四十四 本郷界隈 (太刀川龍一)
太刀川は竜岡門の前を通りすぎた。
竜岡門と言うのは、赤門や安田講堂前にある正門と違い、さほど有名ではない東京大学の入り口の一つである。ここは学生というより東大病院の出入りが主となっている。
周辺には、竜岡門の名をあやかった建物は多く、竜岡門ビルディングもその一つだった。
太刀川は茶色いレンガに左の片面だけ蔦が密集した地上四階建てのマンションを見上げた。いつも上り下りをした蔦まみれで剥き出しの非常階段が懐かしい。この四階がパラダイム社の創業の地だ。オフィスは残っていない。パラダイム社が、六本木に移ってから閉鎖させていた。
実はこの創業のオフィスの賃料はずいぶん長い先まで払われ済みであることを知る人間は少ない。そもそも、あれだけ騒いだ記者たちも、ここが創業の場所であることなどを知ってる人間はほとんどいなかった。

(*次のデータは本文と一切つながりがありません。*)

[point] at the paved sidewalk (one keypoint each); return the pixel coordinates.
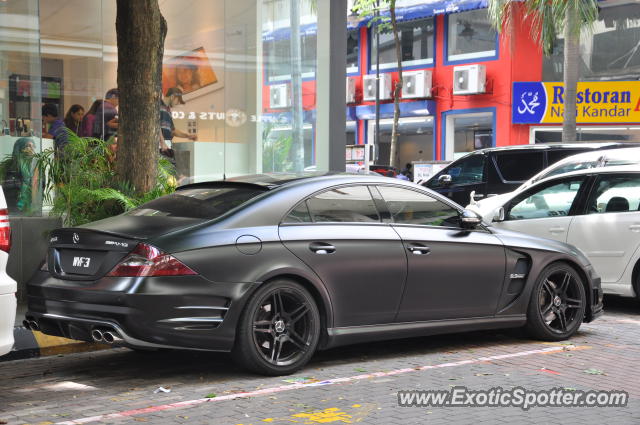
(357, 384)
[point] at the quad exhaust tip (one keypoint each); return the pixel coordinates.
(97, 335)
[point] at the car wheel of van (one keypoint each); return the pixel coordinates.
(279, 329)
(557, 303)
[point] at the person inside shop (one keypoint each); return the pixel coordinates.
(88, 121)
(106, 122)
(55, 128)
(73, 119)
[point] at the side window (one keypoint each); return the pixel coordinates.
(552, 201)
(343, 204)
(519, 166)
(615, 193)
(411, 207)
(300, 214)
(465, 171)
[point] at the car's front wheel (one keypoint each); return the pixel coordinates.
(557, 304)
(279, 329)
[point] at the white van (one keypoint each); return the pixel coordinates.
(8, 286)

ビジネスは人間同士の殺し合いで、利潤の奪い合いなのだということをまざまざと覚え始めたのはこの小さな一室だった。売り上げが上がり、社員が増えて手狭になり一度、二階が空いたので追加でそこを借り、六本木に移転させるまでの三年ほどしかいなかったが、ある意味で誰よりも、一番辛かったあの時期をこの部屋は知っている。
この部屋の鍵をまだ自分が持っているということを知っている人間はもうだれもいないだろう。太刀川は竜岡門ビルディングを眺めながら、一昨日、霞ヶ関の地下ホームでぼうっとした時間を思い出した。かつて、猛毒のサリンをばらまいた人間たちには、東大の数学科にいたような人間が少なからず含まれていた。あの頃、きっとそれは何かに飲み込まれた人間たちだと考えていた。人間の社会はこころの飲み込み合いだと感じる。組織がそれぞれ様々なやり口で大勢の人を飲み込んでいく。装置のように、重力のように、組織は人間を飲み込んで大きくなっていく。人間を飲み込めない企業だけがつぶれていく。宗教も政党も全部同じ。そうやって利権と利潤をうばいあう。
太刀川がそれらを学び始めた場所が、この竜岡門ビルディングだった。理想や夢と全く逆の現実と向き合った場所、とも言える。誰にも言えない事を整理しながら社長業を学んだ、あの孤独な時間はここにあった。
太刀川は何か言葉を念じたような表情をすると、鞄の中にある部屋の鍵を手で確かめていた。